The formation of a new exoplanet can cause chemical discrepancies in paired stars

Co-paired stars, or stars that travel together, can provide insights into processes that other stars can’t. Differences in their brightness, orbits, and chemical composition can hint at different features, and scientists are beginning to exploit them.

A new paper by researchers in Australia, China, the U.S. and Europe, posted to the arXiv preprint server, has analyzed data to determine whether one of those features—specifically the depletion of particular elements in a star—could be a sign that it has formed a planet, or that it ate one.

The short answer is that the formation of a planet probably causes it. However, the data and methodology used to reach that conclusion are worth exploring. The underlying data set consisted of 125 co-moving star pairs captured in the Complete Census of Co-moving Pairs of Stars (C3PO), one of the more memorable contrived initialisms astronomers have come up with.

Importantly, each of those pairs had a difference in chemical composition between the two stars. With that base dataset, the researchers also collected data on the same set of stars using Magellan, Keck, and the Very Large Telescope.

The co-moving stars selected for the study didn’t just have chemical differences but showed significant differences in magnetic activity. Specifically, those that lacked “refractory elements” had much higher levels of magnetic activity than those with a regular amount.

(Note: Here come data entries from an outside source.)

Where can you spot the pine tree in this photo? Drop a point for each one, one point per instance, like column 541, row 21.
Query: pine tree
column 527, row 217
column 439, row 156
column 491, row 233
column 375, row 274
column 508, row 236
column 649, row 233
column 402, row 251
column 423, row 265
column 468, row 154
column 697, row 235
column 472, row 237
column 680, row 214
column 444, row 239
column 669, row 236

In this context, refractory elements mean elements with a “condensation temperature” of more than 900 Kelvin. To keep with the theme of further explanation, in this context, condensation temperature is the temperature at which at least 50% of the elements transition from a gaseous state into a solid one.

Elements with high condensation temperature (i.e., refractory elements), like iron, titanium, and aluminum, can solidify relatively close to the star, whereas “volatile elements” (i.e., those with condensation temperatures below 900 K), like carbon and oxygen, can solidify further away from the star. The authors found that decreases in the chemical abundance of a particular refractory element were positively correlated with increases in magnetic activity levels. Conversely, low volatile element abundance had a much smaller impact on the magnetic readings of its star.

It’s important to note that the condensation temperature, not just the atomic number, has this sort of impact, though refractory elements commonly have a higher atomic number than volatiles. Also, it seems the star’s age also has an impact, with younger stars exhibiting more magnetic activity, even compared to older stars with the same amount of chemical abundance.

This theory that decreased refractory elements lead to higher magnetic activity has an interesting corollary. Since planets can bind refractory material, stars that host planets are more likely to have higher magnetic activity levels. The actual mechanisms for this increase in magnetic activity are still unresolved.

Still, the paper suggests two potential causes: Star–planetary interactions, even those caused by gravitational forces, could affect the star’s magnetic field. Also, the star might be more efficient at contracting during its pre-main-sequence phase if there aren’t any refractory elements to hold it back, causing it to have a more active magnetic field.

The authors ruled out several other potential causes for these magnetic discrepancies. One important feature was the use of co-moving stars, who are assumed to be the same age. That eliminates the potential of a galactic chemical evolution that would change a star’s makeup based on when / where they were “born.” It also lowers the risk that “mixing” going on inside the stars themselves could have an appreciable impact on their magnetic activity, since both parts of the pair would be subject to similar forces.

Finally, the stars’ activity cycles could potentially affect the magnetic forces. Still, they found no correlation between the activity cycle and the amount of materials with high condensation temperature in the star itself, making it an unlikely candidate.

Further work would include looking for other evidence of the proposed planets in the co-moving systems and collecting data about stellar rotation to rule that out as a cause. For now, though, this paper adds to our understanding of what kind of formation processes these early stars undergo. There will undoubtedly be more of those to discover.